Rolling Pool Update - not possible to resume a failed RPU

ecoutinho

Rolling Pool Update succeeded on the master but then failed on the first slave, due to yum caching errors. This resulted in a finished failed task of RPU. I've corrected the yum issue and manually updated and rebooted this slave.

Now, when I go to Pools > Patches, it shows there are no missing patches, so the RPU button is disabled. This is true for the master and one slave but the remaining slaves are still missing their patches. It seems XO is just checking the pool missing patches on the master, ignoring the other slaves.

I guess I have two options:

wait for the release of a new XCP-ng patch, so that the RPU is enabled once again
manually update each host

Shouldn't XO check for Pool missing patches on all hosts, and allow a RPU to be performed if there is any host with missing patches?

Orchestra, commit 6ecab
Master, commit 6ecab

olivierlambert

Hi,

In theory, the pool should be at the exact same level before RPU, so you are in a unplanned/not normal case.

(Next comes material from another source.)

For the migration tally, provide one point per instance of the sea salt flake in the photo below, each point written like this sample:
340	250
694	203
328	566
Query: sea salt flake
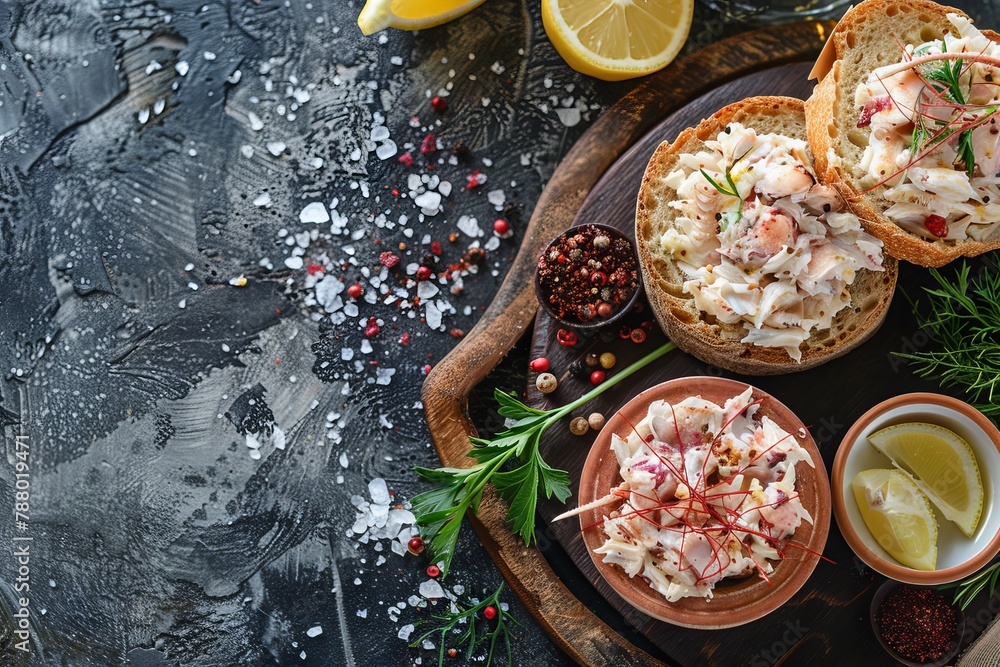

Future updates will be easier to spot and then we could probably have a more resilient RPU check (adding @stormi in the loop)

DustinB

I had a similar experience with this latest round, due to a variety of issues that occurred, 2 of my hosts lost their gateway and started using the DHCP server, 1 VM wasn't on shared storage and couldn't get migrated, and then of course the Windows Driver 9.4.1 issue as all of my hosts where reporting "this VM doesn't contain the feature" (to live migrate) even though they were updated.

What you need to do is below

Migrate VMs off of your Pool Master
Patch your Pool Master
Reboot the Pool Master
Migrate VMs back onto the pool master, emptying a Slave
Patch said slave server
Reboot said slave
Repeat from the Migration step for each remaining host.

manilx

@DustinB Actually you don't have to migrate VM's if you're fine with them shutting down.
Just update the missing slaves by "yum update" and reboot them. VM's will be shut down and restarted (following their start settings in advanced)...

tjkreidl

@ecoutinho Performing manual updates is an option. The master probably checked the hosts for the hotfix uniformity before the rolling pool upgrade started, but since it failed to complete, you now have a discrepancy in the patch level for those two hosts. I had that happen once because of a root space error, which was a pain to deal with, and though I cannot recall the specific fix, I think I had to migrate the VMs to the updated hosts and do a whole new install after redoing the partition table (it was that dreaded extra "Dell" partition at the time that caused the issue).

tjkreidl

@manilx If the VMs can be shut down, yes, otherwise migrate the VMs. Luckily, you can migrate from a host with a lower hotfix level to one that has a higher level, but I do not believe the reverse is possible.

manilx

@tjkreidl True. VM's that can't be shutdown you'll have to shutdown manually.
I find that this takes a lot less time than migrating the VM's around. But if they need to be running then there's no other way ¯_(ツ)_/¯

Andrew

@olivierlambert Any backups that run cause RPU to fail and not continue/restart. My example of this is hourly continuous replication breaks RPU.

tjkreidl

@Andrew Right, backups should be shut off during the RPU process.

olivierlambert

I thought we already disabled that but I will ask internally

Tristis Oris

in case of manual RPU - maintenance mode is disabled after update\toolstack restart. So also need to disable balancer plugin.

olivierlambert

I think the load balancer is already disabled in the RPU

Tristis Oris

@olivierlambert During RPU - yes. i mean manual update in case of failure.